2549 Main Street - Richard Montgomery Green House
It’s hard to imagine General H. Norman Schwartzkopf, Jr. sitting up in a tree in the back of this 1815 house, but that’s exactly where he was on December 7, 1941, when his sister called out to him that the Japanese had bombed Pearl Harbor. The four-star general and future hero of “Desert Storm” lived here with another General, H. Norman Schwartzkopf, his father, who was Superintendent of the New Jersey State Police and nationally known for his police work in the kidnapping of Charles Lindbergh’s son in nearby Hopewell Township. The Schwartzkopf family owned this home from 1934-1950, but lived here only until the future Commander of Allied Forces in the Persian Gulf War was 12, which was midway through World War II. In 1949, MGM used the house and grounds to make “The Happy Years,” a movie based on Owen Johnson’s book “The Varmint.” Cast members included Dean Stockwell and Leo J. Carroll. The house was in Green family ownership for 119 years until 1934. Today, this Georgian structure, which was constructed of stone from the local quarry, is owned by The Lawrenceville School.

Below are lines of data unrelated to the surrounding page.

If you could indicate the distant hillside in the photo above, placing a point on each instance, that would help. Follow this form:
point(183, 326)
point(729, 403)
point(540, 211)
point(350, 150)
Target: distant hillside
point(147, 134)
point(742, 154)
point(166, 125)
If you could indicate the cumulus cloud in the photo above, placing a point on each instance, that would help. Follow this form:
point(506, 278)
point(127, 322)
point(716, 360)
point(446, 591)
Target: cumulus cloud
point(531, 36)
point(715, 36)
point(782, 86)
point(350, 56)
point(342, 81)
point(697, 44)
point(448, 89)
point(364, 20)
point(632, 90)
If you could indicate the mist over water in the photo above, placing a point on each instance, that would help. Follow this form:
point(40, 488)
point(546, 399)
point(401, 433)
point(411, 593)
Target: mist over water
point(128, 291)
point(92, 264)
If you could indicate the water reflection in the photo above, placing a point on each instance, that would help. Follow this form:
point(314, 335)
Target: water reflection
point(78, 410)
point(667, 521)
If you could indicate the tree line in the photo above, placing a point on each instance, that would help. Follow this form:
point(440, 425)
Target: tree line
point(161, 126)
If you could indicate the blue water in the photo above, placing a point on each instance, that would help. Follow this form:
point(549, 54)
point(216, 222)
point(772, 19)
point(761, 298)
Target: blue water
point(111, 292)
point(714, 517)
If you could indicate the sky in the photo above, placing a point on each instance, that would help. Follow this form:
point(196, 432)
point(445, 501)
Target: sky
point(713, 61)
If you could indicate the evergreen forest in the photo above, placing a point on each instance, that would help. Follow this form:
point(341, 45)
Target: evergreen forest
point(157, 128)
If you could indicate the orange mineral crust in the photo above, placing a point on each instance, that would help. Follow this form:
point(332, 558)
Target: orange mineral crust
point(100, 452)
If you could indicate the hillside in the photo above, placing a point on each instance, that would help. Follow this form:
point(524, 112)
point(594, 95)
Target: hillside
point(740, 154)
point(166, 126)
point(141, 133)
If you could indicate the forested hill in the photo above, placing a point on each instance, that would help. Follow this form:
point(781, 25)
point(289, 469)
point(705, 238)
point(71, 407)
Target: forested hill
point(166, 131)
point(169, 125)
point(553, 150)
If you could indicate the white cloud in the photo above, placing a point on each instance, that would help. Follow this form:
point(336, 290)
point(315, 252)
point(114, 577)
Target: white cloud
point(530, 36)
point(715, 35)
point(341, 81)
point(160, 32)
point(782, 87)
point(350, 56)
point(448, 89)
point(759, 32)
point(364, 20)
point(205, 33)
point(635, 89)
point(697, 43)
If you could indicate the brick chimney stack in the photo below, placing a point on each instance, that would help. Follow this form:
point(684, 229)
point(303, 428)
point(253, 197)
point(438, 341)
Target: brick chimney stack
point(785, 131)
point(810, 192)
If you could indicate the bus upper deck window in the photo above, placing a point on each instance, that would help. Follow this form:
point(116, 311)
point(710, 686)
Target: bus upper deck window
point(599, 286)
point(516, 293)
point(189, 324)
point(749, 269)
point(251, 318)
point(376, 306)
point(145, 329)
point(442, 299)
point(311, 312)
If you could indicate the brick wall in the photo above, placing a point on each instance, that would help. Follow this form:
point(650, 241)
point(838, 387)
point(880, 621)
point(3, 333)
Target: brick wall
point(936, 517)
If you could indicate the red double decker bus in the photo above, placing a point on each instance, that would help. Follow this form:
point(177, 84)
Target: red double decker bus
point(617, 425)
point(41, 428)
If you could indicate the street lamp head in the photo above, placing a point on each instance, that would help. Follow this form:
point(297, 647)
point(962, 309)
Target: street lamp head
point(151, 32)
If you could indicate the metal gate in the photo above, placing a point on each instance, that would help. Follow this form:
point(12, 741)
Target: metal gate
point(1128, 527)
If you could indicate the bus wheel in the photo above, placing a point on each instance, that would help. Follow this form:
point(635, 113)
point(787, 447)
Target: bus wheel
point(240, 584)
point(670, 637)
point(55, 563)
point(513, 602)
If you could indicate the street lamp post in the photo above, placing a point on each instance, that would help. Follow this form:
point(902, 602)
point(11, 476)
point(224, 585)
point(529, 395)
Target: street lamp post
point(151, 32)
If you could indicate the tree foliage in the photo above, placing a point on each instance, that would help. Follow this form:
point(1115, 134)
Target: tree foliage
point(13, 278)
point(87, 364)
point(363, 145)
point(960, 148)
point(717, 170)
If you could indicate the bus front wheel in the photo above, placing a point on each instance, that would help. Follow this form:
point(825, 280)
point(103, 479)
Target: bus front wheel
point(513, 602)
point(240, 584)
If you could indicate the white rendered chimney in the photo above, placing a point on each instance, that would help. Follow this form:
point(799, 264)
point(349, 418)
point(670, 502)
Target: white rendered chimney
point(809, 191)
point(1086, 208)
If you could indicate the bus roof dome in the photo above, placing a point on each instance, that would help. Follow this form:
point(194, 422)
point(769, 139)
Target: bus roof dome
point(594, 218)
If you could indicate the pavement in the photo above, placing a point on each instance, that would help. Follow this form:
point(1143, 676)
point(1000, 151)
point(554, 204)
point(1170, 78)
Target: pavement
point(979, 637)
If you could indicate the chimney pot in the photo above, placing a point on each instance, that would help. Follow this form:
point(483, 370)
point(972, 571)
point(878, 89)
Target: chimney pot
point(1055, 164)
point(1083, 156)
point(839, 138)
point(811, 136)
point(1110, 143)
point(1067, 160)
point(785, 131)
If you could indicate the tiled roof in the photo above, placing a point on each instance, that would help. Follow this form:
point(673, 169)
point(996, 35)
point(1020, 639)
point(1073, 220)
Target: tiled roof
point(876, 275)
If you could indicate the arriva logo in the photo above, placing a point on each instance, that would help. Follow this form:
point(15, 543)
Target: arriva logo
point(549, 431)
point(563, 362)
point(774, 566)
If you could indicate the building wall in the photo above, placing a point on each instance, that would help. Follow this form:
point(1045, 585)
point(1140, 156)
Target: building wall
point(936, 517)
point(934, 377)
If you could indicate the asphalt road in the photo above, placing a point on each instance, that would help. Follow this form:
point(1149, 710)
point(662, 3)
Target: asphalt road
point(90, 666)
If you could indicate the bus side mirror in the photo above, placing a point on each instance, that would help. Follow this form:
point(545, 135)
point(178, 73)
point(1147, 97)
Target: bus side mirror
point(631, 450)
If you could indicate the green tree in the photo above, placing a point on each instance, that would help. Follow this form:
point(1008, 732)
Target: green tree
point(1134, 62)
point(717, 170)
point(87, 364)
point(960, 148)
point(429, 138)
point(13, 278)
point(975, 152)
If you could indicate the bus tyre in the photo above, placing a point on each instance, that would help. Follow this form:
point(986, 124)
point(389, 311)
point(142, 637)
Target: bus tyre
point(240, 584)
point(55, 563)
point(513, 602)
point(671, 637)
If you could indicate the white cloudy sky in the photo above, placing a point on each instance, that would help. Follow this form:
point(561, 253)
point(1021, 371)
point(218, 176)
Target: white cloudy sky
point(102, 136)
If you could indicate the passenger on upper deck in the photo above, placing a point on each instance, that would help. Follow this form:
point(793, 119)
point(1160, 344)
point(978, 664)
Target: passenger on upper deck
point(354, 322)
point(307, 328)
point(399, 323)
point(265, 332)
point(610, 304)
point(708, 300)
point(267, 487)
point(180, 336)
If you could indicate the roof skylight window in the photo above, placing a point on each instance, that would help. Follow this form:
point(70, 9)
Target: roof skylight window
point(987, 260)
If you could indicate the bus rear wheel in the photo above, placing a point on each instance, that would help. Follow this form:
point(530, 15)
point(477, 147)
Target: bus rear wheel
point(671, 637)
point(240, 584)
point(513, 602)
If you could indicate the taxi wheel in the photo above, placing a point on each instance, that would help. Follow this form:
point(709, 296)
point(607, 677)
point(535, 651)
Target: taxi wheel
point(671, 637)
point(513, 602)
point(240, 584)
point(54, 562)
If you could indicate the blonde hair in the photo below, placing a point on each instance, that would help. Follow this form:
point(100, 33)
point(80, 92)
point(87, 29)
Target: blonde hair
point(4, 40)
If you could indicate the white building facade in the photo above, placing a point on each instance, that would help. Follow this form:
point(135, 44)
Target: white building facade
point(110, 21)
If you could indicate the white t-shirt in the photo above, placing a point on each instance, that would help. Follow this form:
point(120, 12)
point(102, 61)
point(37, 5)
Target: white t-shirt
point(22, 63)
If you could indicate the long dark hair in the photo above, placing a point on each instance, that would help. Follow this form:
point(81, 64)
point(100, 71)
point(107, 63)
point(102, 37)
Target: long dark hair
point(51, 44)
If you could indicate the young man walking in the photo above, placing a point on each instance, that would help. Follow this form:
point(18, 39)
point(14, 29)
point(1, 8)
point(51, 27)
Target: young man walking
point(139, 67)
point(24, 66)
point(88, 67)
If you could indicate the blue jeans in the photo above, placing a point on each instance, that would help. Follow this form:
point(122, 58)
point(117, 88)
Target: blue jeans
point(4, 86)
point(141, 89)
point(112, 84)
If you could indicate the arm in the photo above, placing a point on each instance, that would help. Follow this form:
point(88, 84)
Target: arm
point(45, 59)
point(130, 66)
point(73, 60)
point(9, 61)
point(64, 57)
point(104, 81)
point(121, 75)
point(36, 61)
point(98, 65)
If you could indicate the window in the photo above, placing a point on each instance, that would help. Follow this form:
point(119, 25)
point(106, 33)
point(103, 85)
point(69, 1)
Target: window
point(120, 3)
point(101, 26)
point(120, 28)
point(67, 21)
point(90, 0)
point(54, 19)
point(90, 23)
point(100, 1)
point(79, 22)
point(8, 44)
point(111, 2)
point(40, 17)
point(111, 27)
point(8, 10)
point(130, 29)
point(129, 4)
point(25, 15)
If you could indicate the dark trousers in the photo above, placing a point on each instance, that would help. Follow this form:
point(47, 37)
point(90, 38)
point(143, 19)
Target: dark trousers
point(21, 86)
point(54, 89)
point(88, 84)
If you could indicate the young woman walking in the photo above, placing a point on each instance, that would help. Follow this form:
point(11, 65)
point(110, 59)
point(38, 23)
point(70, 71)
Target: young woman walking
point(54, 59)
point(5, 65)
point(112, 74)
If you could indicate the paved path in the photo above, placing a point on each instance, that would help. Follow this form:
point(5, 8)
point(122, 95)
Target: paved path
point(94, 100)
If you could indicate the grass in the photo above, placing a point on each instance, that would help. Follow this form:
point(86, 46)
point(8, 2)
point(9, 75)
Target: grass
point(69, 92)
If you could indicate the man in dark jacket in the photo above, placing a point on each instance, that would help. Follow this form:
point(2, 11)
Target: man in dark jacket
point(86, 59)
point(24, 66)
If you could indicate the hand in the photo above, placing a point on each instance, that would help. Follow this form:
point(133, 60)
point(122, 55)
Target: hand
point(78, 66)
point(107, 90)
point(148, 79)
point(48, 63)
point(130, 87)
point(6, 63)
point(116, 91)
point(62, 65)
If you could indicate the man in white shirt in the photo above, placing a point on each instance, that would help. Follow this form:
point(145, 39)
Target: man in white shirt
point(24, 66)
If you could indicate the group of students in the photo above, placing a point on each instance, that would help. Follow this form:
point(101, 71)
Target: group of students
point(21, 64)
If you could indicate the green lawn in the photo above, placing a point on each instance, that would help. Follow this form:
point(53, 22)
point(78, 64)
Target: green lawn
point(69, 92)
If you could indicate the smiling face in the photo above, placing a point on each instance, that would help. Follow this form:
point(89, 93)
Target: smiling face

2579 Main Street - Romney House
This charming Greek Revival style house has a distinctive flattop entrance roof and features a pilastered doorway and decorative frieze below the roof. It is a style uncommon in the township. The house is attributed to Charles Steadman, who was famous for his fine design and detail, sometime between 1825 and 1845, the period of his active work in Princeton. The delicate looking entrance hides rear and side additions. But it is the front entrance details that draw our attention, such as the panel decorations under the cornice and the repetition of the design over the door.
2617 Main Street - Lodge
This Queen Anne style structure was built by Peter Kafer in 1892, as a guest house and dormitory for The Lawrenceville School’s use. Channing Blake, in describing it, once said: “This building exudes the atmosphere of a seaside resort hotel. Its lightness, its gaiety, and its fragility separate it from the rest of the domestic buildings in town, and make it all the more precious within this history of nineteenth century architecture.”
2695 Main Street - Cock and Bull Tavern
The first reference to this house as a tavern was in May 1789, when William Compton petitioned for a tavern license. He wrote that he had recently purchased a house in Maidenhead opposite the Presbyterian Church and, being encouraged by his neighbors and friends to keep a house of entertainment, solicited a license for the ensuing year. In 1804, John Moore applied for his first license at this location. This tavern was used for many years as a place to hold the annual township meetings. In 1816, a meeting was held here to petition for the township’s name change from Maidenhead to Lawrence. Dr. Gosman, a minister of the Lawrenceville Presbyterian Church, is said to have spoken of visits to the tavern by some of his congregants as “the thirst after righteousness.” In the 1890’s, Ed Conover kept his stage coach in a barn behind the tavern.
2688 Main Street - Lawrenceville Presbyterian Church
This is one of the oldest Presbyterian churches in New Jersey. The front of the building was constructed in 1764. Additions that lengthened the church were built in 1833 and 1853. It is constructed in the Georgian style with Palladian windows on the second floor, elliptical fanlight in the top floor and a cupola. The adjacent cemetery, which dates to 1713, contains graves of colonial settlers and Revolutionary War soldiers. The same year, John Hart, Speaker of the state’s General Assembly in 1776 and a signer of the Declaration of Independence, was baptized by this congregation. In 1810, the church’s minister, Rev. Isaac Van Arsdale Brown established the Academy of Maidenhead, which later became The Lawrenceville School.